Sager Often people approach us. For example, Eberhard Scholz, a Heidelberg cardiologist, told us that a certain ECG pattern frequently leads to wrong diagnoses of cardiac patients. Even experienced doctors are often unable to tell if what they see is an atrial flutter or a secondary tachycardia following an operation. We mathematicians see this as an inverse problem and try to find out how we can more reliably arrive at the original signal.

Saving raw materials seems to be a central theme of your projects.

Sager There is a catchy slogan that says optimisation is the “science of better”. Processes become more efficient, safer, less expensive - these days, crash tests for cars are simulated on a computer. But increasingly, our methods are used to describe a system in the first place - when we work with biologists to examine processes in cells, for instance.

Ms Bodea, what's your system of choice?

Bodea Ultimately, I want to find out how electricity can become less expensive. I'm investigating a certain form of contract between power plant operators and electricity suppliers: the “swing options”. They're agreements that give electricity suppliers a limited number of rights to buy electricity within a fixed time period at the market price. These “swing options” can be mathematically optimised to allow the supplier to exercise this option at the most favourable time - and to buy the ideal quantity.

Why does a mathematician have to solve this problem?

Bodea The price of electricity shows strong seasonal fluctuations and can spike suddenly. I've developed a stochastic model that can reliably simulate the spot price as well as the direction of the price spikes. Based on this information, we can use numerical methods to find the best strategy for exercising the purchase options. For electricity suppliers, the main question with these contracts is always: to swing or not to swing?

You studied theoretical mathematics. What made to decide to focus on the electricity market?

Bodea I was interested in financial mathematics. That's why Professor Jäger suggested commodities as a topic. So I did some preliminary reading and met with a few experts. The Graduate School allows us to invite the best experts in our chosen field to give lectures. I used that opportunity.
Theoreticians that enter the Graduate School are first taught the skills they need for application-oriented research; conversely, application-oriented students must learn the basics of the underlying theory. Sebastian Sager likes to call scientific computing the third pillar of science, next to theory and experiments. After all, he says, no subject today can do without computational support.

How do you avoid becoming a mere auxiliary science?
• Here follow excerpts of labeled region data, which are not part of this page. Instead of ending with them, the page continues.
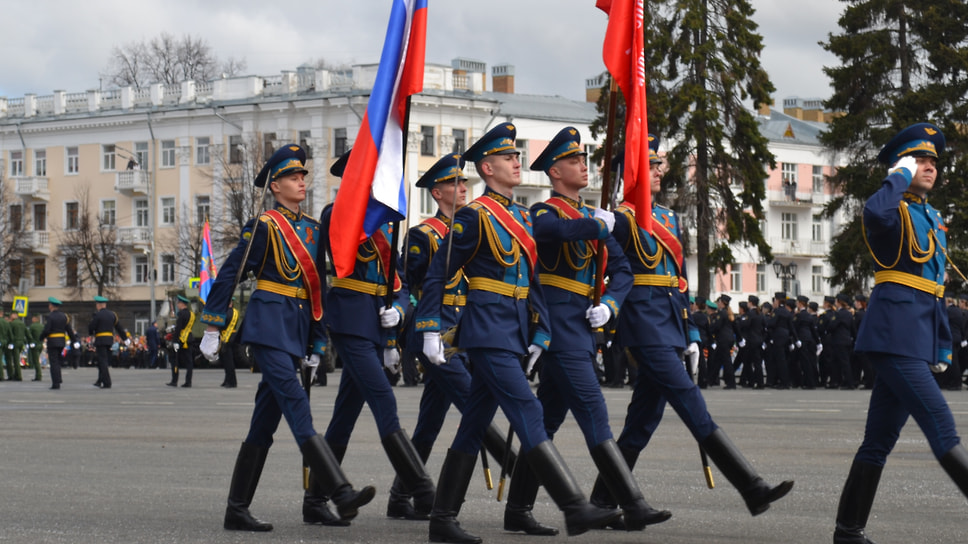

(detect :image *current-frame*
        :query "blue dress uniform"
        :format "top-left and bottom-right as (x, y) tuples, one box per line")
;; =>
(592, 134), (793, 516)
(37, 297), (77, 389)
(318, 152), (434, 519)
(834, 123), (968, 544)
(201, 144), (375, 531)
(415, 123), (615, 543)
(87, 295), (128, 389)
Sager We have to pick those cooperation requests that will help us to develop our own algorithms. Skills in the core discipline of mathematics remain the most crucial factor. At the beginning, I often published articles in magazines like the Physical Review Letters, Systems Biology or Computational Economics. But for the past few years, I've made sure to publish mainly in the area of mathematics, to diffuse any impressions of our research being widely applicable, but lacking in depth. Willi Jäger here at the institute is always warning us: “Don't be a supermarket”.
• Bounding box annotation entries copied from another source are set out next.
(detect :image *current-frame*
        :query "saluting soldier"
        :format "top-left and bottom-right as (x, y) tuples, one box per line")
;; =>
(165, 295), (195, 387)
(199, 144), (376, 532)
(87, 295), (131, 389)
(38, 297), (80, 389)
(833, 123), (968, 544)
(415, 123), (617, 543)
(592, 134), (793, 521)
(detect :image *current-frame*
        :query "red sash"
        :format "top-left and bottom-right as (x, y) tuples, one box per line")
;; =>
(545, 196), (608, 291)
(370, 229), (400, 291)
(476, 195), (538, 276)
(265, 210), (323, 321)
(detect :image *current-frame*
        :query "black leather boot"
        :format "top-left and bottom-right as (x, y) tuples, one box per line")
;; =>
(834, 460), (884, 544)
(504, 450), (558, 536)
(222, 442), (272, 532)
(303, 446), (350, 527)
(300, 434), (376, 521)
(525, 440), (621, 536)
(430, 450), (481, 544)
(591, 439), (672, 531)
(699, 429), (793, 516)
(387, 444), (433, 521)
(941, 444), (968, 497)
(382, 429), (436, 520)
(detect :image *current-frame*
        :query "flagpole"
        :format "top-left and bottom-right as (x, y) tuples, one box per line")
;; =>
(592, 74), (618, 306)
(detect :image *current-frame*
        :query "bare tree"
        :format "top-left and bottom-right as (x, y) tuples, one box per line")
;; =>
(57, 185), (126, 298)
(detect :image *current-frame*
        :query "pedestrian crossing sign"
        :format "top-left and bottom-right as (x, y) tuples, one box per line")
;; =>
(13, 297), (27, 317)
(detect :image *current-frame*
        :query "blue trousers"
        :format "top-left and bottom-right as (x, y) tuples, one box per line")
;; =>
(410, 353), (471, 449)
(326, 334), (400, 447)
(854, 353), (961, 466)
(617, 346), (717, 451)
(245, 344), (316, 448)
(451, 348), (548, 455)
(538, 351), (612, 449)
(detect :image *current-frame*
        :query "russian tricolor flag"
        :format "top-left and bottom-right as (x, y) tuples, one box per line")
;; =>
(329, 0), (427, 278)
You are training junior scientists for careers in industry as well as in academic institutions. How successful are you in this endeavour?
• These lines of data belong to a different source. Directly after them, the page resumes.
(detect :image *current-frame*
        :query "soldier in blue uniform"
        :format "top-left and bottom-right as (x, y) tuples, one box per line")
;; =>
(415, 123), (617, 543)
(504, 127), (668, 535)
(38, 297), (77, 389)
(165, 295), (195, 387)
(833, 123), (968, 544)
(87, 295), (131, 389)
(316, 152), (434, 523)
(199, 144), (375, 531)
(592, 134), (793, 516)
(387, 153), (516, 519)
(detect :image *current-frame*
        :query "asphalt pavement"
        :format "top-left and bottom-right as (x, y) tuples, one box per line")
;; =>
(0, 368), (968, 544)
Sager Our PhD students are in great demand. Young scientists like Anamaria Bodea can have their pick of jobs in industry. She develops cutting-edge methods, speaks five languages (Editor's note: English, German, Romanian, Spanish and Italian), is used to talking with experts at eye level and can present her work in understandable terms.

Ms Bodea, do you plan to pursue an academic career?

Bodea After taking the step from theoretical to applied mathematics, I'm interested in working in industry - but I'll probably still do research.

Mr Sager, why haven't you given in to the lure of industry?

Sager Oh, I've considered it. But I've found my dream job here; there are always new challenges in research and teaching. Most important to me are the people I get to work with. They're outstanding mathematicians, but no blinkered specialists - some of them pursue a music career on the side or train for the Ironman contest. Others learn Chinese in their spare time or are successful chess players - that's diversity!